Прежде чем подойти, Тоджо поднял валяющуюся рядом кирку и понятливо закинул её на плечо, думая, что его сейчас отпарят вниз. Но толстяк, движением по своему плечу, обозначил, что её надо скинуть, что Тоджо и сделал, оставив её позади в куче камней, с надеждой, что сейчас ему просто проведут инструктаж или хотя бы поприветствуют.
– Привет. Меня зовут Тоджо, – наивно протянув руку сказал он; но руку ему никто не пожал; большой и толстый парень только презрительно посмотрел на него сверху вниз и опять вернул взгляд на лицо, и со слюнями, вылетающими изо рта заорал:
– Да мне похер, как тебя звать! – Видел? Твои беленькие ботинки классно смотрятся на моей ноге, – сказал он и повертел пяткой, показав его новенькие белые кроссовки, которые судя по выпирающему пальцу были ему тесноваты.
– На ногах, на ногах, ботинка два, – прошептал про себя, в неком забвении Тоджо, но был услышан и вознагражден подзатыльником. В момент к нему пришло осознание того как пойдет его жизнь дальше.

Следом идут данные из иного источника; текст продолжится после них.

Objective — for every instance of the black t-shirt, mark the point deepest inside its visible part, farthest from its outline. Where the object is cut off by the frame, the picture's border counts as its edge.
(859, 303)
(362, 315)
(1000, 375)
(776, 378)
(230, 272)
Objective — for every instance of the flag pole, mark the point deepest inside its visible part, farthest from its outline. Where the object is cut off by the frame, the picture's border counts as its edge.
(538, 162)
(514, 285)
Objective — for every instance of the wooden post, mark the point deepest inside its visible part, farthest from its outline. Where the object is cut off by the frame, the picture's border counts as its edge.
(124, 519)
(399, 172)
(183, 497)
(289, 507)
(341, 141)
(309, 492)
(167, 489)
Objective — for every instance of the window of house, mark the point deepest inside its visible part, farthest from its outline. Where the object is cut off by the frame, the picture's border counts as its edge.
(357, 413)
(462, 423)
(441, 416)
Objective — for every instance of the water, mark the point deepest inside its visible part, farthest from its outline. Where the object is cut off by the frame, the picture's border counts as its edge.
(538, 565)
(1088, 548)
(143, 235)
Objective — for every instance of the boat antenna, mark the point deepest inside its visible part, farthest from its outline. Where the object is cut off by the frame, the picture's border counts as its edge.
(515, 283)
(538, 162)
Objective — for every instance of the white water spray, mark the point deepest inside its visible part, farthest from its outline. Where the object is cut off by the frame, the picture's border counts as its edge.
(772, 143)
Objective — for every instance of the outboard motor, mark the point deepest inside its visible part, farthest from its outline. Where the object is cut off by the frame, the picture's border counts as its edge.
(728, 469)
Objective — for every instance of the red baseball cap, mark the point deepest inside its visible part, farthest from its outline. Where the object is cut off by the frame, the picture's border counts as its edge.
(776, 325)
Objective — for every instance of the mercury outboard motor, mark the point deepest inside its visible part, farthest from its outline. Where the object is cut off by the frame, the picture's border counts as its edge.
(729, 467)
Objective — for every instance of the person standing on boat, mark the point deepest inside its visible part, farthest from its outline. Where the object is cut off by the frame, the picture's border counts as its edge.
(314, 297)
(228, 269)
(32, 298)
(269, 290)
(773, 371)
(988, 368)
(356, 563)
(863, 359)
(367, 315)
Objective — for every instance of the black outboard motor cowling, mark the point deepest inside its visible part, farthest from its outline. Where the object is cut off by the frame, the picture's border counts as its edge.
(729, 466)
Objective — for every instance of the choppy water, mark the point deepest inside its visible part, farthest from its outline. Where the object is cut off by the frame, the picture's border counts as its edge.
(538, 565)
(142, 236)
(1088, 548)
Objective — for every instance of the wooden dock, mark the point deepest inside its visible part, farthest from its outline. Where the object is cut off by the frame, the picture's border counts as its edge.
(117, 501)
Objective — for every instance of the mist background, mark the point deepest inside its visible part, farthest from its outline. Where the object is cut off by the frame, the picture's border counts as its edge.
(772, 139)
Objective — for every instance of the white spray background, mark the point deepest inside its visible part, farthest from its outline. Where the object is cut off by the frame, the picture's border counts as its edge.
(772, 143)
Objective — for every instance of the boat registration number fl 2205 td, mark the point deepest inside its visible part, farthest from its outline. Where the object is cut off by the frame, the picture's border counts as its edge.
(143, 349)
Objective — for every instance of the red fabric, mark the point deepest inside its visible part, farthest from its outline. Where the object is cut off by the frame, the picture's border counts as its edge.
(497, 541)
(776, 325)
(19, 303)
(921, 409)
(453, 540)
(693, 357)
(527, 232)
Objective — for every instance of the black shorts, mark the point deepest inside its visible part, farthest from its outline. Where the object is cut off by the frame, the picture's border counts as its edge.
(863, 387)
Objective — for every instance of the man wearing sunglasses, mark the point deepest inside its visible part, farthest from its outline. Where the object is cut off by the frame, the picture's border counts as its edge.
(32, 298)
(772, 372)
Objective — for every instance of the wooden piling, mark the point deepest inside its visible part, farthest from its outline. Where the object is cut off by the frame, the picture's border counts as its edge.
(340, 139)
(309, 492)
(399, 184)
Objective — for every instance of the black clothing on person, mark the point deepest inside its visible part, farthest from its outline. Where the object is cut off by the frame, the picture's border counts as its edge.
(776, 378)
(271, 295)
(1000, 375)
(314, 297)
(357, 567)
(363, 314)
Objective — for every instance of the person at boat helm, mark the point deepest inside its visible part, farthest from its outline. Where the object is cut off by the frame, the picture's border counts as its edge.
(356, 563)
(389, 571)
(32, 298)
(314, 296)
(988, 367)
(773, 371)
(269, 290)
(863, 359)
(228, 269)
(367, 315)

– Остряк… Ну ни чего, немного погоди, – и дополнительный удар в живот прилетел незамедлительно, откуда-то сбоку, прямо мыском голой ступни. Второй удар не заставил себя ждать, он даже не успел вдохнуть, как почувствовал, как плотная стопа вошла в живот, от которой Тоджо под бешенной массой удара согнулся.
Его зовут Тоник – нет, это не имя, а прозвище. Высокий, коренастый, голубоглазый (но цвет был совсем тусклый, блеклый) достаточно крупный, но всё же не настолько, чтобы назвать его толстым. Тоджо в тот момент охарактеризовал его для себя как ширококостный, с большим и крепким кулаком, который в юном возрасте является довольно сильным аргументом. Немного глуповат, что подчеркивается хамской натурой и излишней самоуверенностью. Он тут самопровозглашенный управляющий. Успел сколотить шайку из себе подобных, но ещё глупее чем он: чтобы ими управлять. Ходили слухи, что за хороший кусок мяса, он готов и мать родную продать, хотя и не успел; кто-то когда-то пошутил, что именно так он и оказался на шахтах – не успел продать первый. И соответственно Тоджо ничего другого не мог и ожидать от такого «живого» существа.